New Methods for Estimating Water Current Velocity Fields from Autonomous Underwater Vehicles

Lashika Medagoda, German Research Centre for Artificial Intelligence, Germany and James C Kinsey, Woods Hole Oceanographic Institution, Woods Hole, MA, United States
Abstract:
Water current velocities are a crucial component of understanding oceanographic processes and underwater robots, such as autonomous underwater vehicles (AUVs), provide a mobile platform for obtaining these observations. Estimating water current velocities requires both measurements of the water velocity, often obtained with an Acoustic Doppler Current Profiler (ADCP), as well as estimates of the vehicle velocity. Presently, vehicle velocities are supplied on the sea surface with velocity from GPS, or near the seafloor where Doppler Velocity Log (DVL) in bottom-lock is available; however, this capability is unavailable in the mid-water column where DVL bottom-lock and GPS are unavailable. Here we present a method which calculates vehicle velocities using consecutive ADCP measurements in the mid-water using an extended Kalman filter (EKF).
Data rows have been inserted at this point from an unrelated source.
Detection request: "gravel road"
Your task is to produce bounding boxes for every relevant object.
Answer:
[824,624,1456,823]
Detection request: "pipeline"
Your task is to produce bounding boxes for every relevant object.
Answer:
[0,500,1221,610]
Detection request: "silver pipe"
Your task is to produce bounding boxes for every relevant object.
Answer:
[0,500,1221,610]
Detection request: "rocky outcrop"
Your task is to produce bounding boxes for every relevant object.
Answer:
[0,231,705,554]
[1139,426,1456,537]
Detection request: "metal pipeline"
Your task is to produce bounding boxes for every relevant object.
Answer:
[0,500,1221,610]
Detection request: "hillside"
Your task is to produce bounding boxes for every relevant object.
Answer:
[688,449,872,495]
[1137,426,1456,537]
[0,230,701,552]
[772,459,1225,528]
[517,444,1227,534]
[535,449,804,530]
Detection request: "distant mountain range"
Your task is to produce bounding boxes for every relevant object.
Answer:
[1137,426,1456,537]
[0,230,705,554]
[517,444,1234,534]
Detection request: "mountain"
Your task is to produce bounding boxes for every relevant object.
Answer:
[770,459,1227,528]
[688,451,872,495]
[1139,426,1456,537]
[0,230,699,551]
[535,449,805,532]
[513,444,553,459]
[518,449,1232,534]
The correlation of the spatially changing water current states, along with mass transport and shear constraints on the water current field, is formulated using least square constraints. Results from the Sentry AUV from a mid-water surveying mission at Deepwater Horizon and a small-scale hydrothermal vent flux estimation mission suggest the method is suitable for real-time use. DVL data is denied to simulate mid-water missions and the results compared to ground truth water velocity measurements estimated using DVL velocities. Results show quantifiable uncertainties in the water current velocities, along with similar performance, for the DVL and no-DVL case in the mid-water. This method has the potential to provide geo-referenced water velocity measurements from mobile ocean robots in the absence of GPS and DVL as well as estimate the uncertainty associated with the measurements.